1. For stock cast off, where should it begin? I think I remember reading that it begins at the front end of the comb ...
2. Would it be historically correct to solder the foresight in place? i.e. a simple blade sight inset into a shallow groove in the (swamped) barrel.
3. What kind of rear sight would be correct for a rifle of this type?
4. Were barrels blued at that time?

Thanks all
 
Re blueing I would'nt be so confidant on that. Rust blueing is just extended browning and some where heat blued by then .And I think a lot more where left bright than is generally thought today Its a bold man that asserts "That never happened " No offence Johnny ime just being cautionary.
Regards Rudyard .
 
1) I usually start castoff around where the lock panel meets the wrist. 2) All the front sights I have ever seen on original rifles have been dovetailed. 3) A flat sight up to 3/4 of an inch wide with a centered V-notch would be original; I use a square notch. 4) barrels at that time were often left bright or heat blued by being packed in powdered charcoal and heated to around 600-800 degrees.

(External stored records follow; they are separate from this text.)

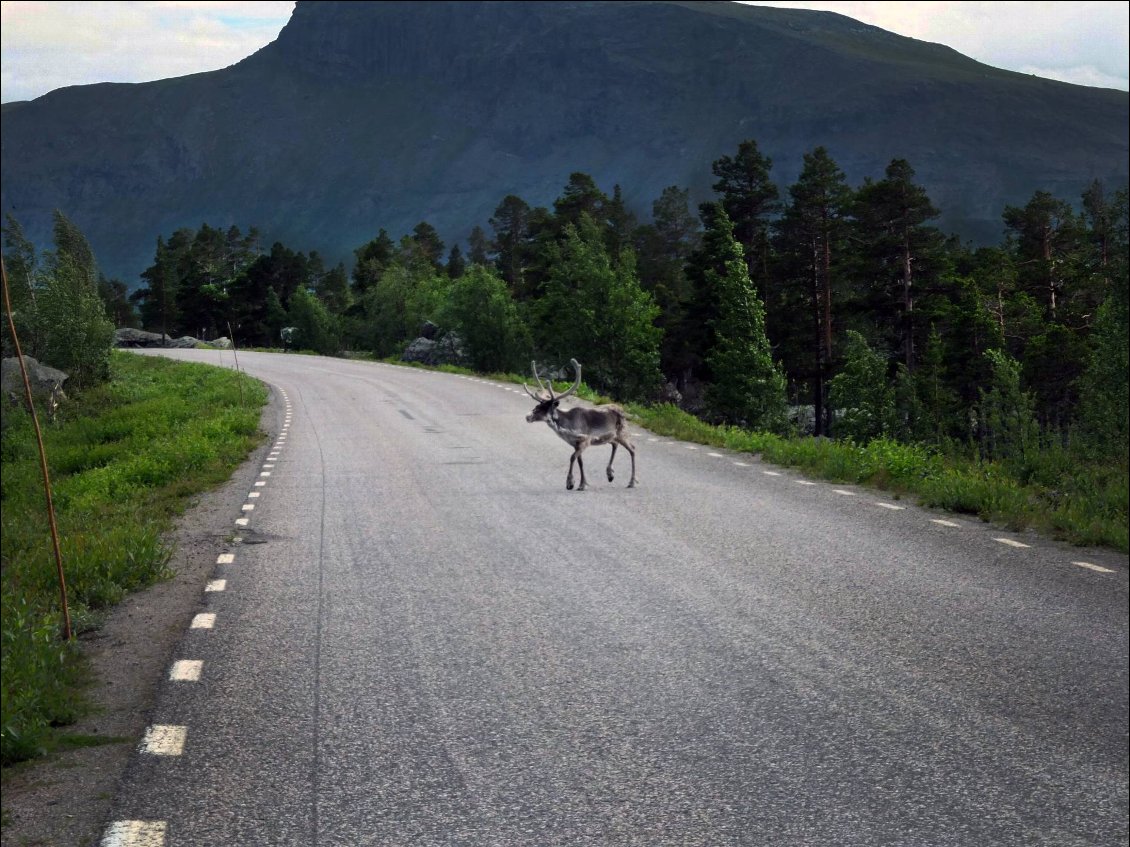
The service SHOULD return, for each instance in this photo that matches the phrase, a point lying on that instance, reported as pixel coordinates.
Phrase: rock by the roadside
(127, 337)
(418, 350)
(43, 378)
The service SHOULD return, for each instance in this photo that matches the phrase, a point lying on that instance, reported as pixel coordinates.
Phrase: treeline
(832, 308)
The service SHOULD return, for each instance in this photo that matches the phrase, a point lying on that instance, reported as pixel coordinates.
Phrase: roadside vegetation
(125, 456)
(820, 325)
(1046, 488)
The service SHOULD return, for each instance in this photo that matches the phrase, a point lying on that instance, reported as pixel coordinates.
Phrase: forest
(822, 308)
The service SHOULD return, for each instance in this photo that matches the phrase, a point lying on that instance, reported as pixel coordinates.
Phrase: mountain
(367, 115)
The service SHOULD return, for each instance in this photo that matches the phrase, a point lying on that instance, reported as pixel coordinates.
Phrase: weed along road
(423, 638)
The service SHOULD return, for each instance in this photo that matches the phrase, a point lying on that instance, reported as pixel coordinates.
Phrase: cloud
(48, 45)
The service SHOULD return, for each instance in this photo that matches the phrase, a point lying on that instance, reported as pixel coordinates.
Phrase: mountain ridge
(363, 116)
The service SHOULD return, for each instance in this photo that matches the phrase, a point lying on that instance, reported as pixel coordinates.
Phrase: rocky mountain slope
(365, 115)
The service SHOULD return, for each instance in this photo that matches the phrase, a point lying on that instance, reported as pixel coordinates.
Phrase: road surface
(417, 636)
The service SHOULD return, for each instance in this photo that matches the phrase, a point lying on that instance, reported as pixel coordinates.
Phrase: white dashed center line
(187, 670)
(135, 834)
(1089, 566)
(164, 740)
(1010, 542)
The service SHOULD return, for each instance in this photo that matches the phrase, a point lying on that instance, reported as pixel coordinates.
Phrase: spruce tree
(749, 198)
(810, 243)
(747, 386)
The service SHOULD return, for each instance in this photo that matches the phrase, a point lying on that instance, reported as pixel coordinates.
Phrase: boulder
(127, 337)
(44, 380)
(446, 350)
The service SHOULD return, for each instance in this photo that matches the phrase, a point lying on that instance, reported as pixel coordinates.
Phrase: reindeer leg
(631, 450)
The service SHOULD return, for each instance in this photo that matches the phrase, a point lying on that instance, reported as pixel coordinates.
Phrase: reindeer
(581, 427)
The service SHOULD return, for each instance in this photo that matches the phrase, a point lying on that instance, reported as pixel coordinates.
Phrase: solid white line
(164, 740)
(1087, 565)
(135, 834)
(1010, 542)
(187, 670)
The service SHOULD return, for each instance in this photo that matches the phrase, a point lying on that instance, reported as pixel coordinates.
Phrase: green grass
(124, 460)
(1051, 490)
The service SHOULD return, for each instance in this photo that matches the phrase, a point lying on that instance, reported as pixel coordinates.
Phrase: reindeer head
(548, 401)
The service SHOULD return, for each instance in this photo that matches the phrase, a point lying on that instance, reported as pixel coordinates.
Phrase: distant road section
(417, 636)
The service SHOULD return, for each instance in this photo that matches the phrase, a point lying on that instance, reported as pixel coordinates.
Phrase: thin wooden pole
(235, 354)
(43, 456)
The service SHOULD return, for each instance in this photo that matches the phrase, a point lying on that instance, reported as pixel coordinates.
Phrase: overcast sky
(48, 45)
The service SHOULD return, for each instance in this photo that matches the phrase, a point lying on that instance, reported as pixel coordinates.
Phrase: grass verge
(124, 459)
(1050, 490)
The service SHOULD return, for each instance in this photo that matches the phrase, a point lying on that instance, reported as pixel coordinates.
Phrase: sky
(48, 45)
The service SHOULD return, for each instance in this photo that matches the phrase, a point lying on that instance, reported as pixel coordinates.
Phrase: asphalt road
(423, 638)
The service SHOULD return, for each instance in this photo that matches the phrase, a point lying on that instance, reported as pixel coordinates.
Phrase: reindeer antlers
(549, 389)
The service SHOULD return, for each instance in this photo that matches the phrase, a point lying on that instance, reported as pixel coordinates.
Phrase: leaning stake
(43, 454)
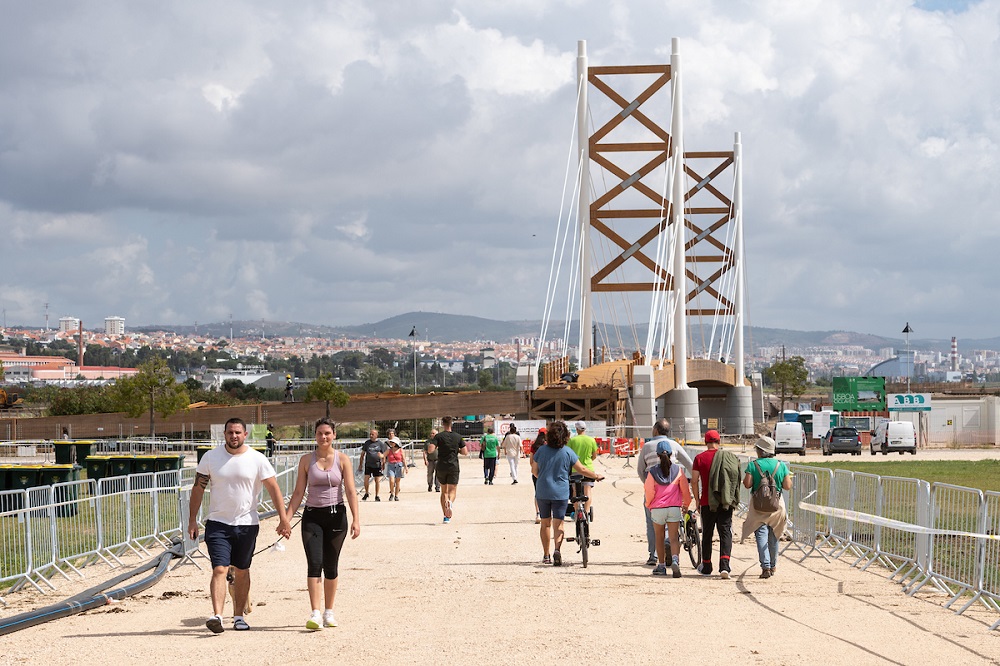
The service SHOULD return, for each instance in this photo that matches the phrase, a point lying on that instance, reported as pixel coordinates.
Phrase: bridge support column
(643, 402)
(680, 407)
(527, 378)
(739, 411)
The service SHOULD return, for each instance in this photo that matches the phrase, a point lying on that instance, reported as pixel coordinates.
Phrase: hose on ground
(96, 596)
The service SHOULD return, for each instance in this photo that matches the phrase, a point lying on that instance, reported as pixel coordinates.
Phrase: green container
(23, 477)
(97, 467)
(143, 464)
(120, 465)
(167, 463)
(52, 474)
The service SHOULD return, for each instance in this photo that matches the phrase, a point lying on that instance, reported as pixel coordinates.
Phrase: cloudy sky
(342, 162)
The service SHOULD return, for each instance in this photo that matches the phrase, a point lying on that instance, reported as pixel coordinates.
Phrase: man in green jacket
(715, 478)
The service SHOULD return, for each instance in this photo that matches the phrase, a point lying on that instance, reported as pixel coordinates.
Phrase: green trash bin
(143, 464)
(120, 465)
(20, 477)
(97, 467)
(169, 463)
(64, 496)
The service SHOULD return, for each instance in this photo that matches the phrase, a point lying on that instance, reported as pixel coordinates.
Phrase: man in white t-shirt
(237, 474)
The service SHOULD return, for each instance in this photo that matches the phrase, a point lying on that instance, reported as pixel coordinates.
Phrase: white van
(893, 436)
(789, 437)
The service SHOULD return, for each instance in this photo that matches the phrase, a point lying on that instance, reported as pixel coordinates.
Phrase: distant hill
(442, 327)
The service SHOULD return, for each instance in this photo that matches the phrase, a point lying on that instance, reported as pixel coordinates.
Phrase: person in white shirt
(236, 473)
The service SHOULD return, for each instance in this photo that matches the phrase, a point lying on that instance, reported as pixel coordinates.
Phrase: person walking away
(511, 446)
(395, 467)
(430, 461)
(490, 448)
(585, 448)
(766, 527)
(667, 495)
(552, 464)
(715, 483)
(373, 452)
(538, 443)
(236, 474)
(269, 441)
(648, 458)
(449, 446)
(324, 479)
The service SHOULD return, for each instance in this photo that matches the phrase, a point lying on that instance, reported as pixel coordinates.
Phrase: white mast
(677, 200)
(737, 359)
(583, 207)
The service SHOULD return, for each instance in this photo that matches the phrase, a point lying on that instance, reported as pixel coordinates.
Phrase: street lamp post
(413, 351)
(909, 359)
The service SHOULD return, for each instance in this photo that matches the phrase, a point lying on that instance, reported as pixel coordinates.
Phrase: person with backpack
(766, 477)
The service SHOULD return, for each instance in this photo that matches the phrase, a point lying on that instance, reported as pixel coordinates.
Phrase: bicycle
(581, 518)
(690, 537)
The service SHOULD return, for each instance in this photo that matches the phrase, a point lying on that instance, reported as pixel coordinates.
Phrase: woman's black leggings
(324, 530)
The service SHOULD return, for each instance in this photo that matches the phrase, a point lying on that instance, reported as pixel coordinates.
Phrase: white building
(68, 324)
(114, 326)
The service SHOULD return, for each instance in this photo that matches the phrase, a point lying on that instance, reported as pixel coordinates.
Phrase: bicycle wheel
(583, 537)
(692, 535)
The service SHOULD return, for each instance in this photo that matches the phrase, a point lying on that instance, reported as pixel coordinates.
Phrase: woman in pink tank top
(325, 478)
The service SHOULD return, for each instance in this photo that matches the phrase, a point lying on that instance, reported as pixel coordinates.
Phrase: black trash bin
(120, 465)
(50, 475)
(97, 467)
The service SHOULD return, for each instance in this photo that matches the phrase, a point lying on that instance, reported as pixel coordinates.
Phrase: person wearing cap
(395, 465)
(449, 446)
(430, 462)
(667, 495)
(648, 458)
(489, 451)
(585, 448)
(766, 527)
(373, 452)
(715, 483)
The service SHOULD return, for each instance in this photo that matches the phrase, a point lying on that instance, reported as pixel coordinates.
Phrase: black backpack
(767, 497)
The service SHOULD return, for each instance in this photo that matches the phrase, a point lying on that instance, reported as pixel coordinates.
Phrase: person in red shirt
(718, 519)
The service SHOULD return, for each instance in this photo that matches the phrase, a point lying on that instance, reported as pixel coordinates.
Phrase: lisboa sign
(908, 402)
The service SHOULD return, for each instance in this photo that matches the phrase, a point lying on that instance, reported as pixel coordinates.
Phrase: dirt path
(415, 591)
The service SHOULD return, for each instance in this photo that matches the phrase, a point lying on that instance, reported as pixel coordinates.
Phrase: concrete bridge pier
(680, 407)
(739, 410)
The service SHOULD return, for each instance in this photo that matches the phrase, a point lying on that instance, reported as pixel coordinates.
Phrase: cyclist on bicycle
(667, 493)
(552, 465)
(585, 447)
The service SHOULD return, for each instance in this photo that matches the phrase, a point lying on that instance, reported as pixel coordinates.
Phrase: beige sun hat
(765, 444)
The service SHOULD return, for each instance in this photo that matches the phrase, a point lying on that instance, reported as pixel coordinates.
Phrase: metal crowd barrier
(936, 535)
(60, 529)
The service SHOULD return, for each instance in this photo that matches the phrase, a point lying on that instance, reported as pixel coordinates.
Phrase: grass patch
(980, 474)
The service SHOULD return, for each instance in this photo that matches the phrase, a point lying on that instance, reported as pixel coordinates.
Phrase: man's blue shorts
(552, 509)
(230, 545)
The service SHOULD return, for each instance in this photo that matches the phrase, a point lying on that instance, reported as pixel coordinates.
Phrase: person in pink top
(325, 478)
(667, 492)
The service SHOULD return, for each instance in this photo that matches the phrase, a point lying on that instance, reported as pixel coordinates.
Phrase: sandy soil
(413, 590)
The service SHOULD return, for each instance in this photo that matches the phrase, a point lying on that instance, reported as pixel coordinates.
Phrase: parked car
(842, 440)
(789, 437)
(894, 436)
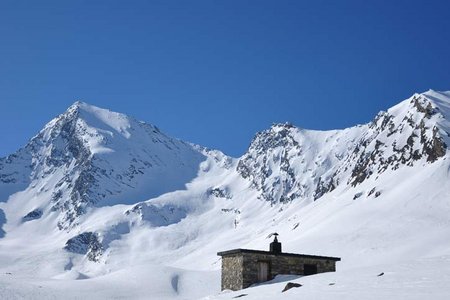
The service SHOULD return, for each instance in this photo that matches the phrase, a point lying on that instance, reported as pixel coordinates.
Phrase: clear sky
(216, 72)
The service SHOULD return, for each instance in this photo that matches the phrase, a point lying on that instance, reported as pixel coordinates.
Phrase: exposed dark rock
(291, 285)
(32, 215)
(220, 193)
(86, 243)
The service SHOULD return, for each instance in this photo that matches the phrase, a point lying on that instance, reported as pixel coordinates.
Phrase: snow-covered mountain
(100, 196)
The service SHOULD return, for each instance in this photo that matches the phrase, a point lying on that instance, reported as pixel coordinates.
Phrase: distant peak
(286, 125)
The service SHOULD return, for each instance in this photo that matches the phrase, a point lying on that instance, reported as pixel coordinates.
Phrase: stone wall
(240, 269)
(280, 264)
(232, 267)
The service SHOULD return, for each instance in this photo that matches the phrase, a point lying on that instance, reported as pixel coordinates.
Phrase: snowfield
(101, 206)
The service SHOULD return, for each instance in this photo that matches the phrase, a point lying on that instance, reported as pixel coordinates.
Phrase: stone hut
(243, 267)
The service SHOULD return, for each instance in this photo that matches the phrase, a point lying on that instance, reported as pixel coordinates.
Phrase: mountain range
(101, 205)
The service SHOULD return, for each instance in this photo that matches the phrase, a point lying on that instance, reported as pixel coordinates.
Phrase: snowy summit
(100, 205)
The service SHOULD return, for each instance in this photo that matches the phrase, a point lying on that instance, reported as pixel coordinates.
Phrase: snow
(160, 240)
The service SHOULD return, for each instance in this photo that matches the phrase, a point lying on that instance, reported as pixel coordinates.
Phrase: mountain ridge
(372, 194)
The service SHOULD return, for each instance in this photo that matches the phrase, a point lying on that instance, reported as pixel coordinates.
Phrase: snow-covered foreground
(79, 217)
(418, 279)
(143, 282)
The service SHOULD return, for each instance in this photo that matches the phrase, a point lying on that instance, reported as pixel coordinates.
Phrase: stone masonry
(240, 266)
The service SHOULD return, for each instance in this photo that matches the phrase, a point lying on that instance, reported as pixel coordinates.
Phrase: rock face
(90, 156)
(86, 243)
(286, 163)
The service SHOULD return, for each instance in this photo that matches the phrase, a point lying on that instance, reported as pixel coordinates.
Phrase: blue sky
(216, 72)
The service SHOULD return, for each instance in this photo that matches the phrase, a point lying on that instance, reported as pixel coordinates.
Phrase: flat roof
(238, 251)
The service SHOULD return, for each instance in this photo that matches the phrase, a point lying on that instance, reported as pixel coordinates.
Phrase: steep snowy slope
(376, 195)
(93, 157)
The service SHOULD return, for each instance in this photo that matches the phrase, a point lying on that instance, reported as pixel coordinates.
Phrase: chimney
(275, 246)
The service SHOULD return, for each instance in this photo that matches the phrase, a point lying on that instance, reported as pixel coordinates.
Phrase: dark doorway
(309, 269)
(263, 271)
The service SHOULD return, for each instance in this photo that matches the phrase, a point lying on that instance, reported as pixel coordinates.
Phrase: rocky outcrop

Rust bluing and browning started around 1790; however I have read that a rust blue is very similar in appearance to the heat/ charcoal blue, so that is what I do on my older style rifles.
 
Blueing is much older than one would think. Heat blueing was well known in the middle ages. Chemical browning is much later. More of the early guns were blues or left in the white than browned. Most became brown as they aged, so we see them as being always browned.
 
happened " No offence Johnny ime just being cautionary.
Regards Rudyard .
I was wrong, bluing is way older than I thought. It seems the Japanese have been doing to for longer than the US has been around. I was lead to think bluing started in the 1860s or a tad later.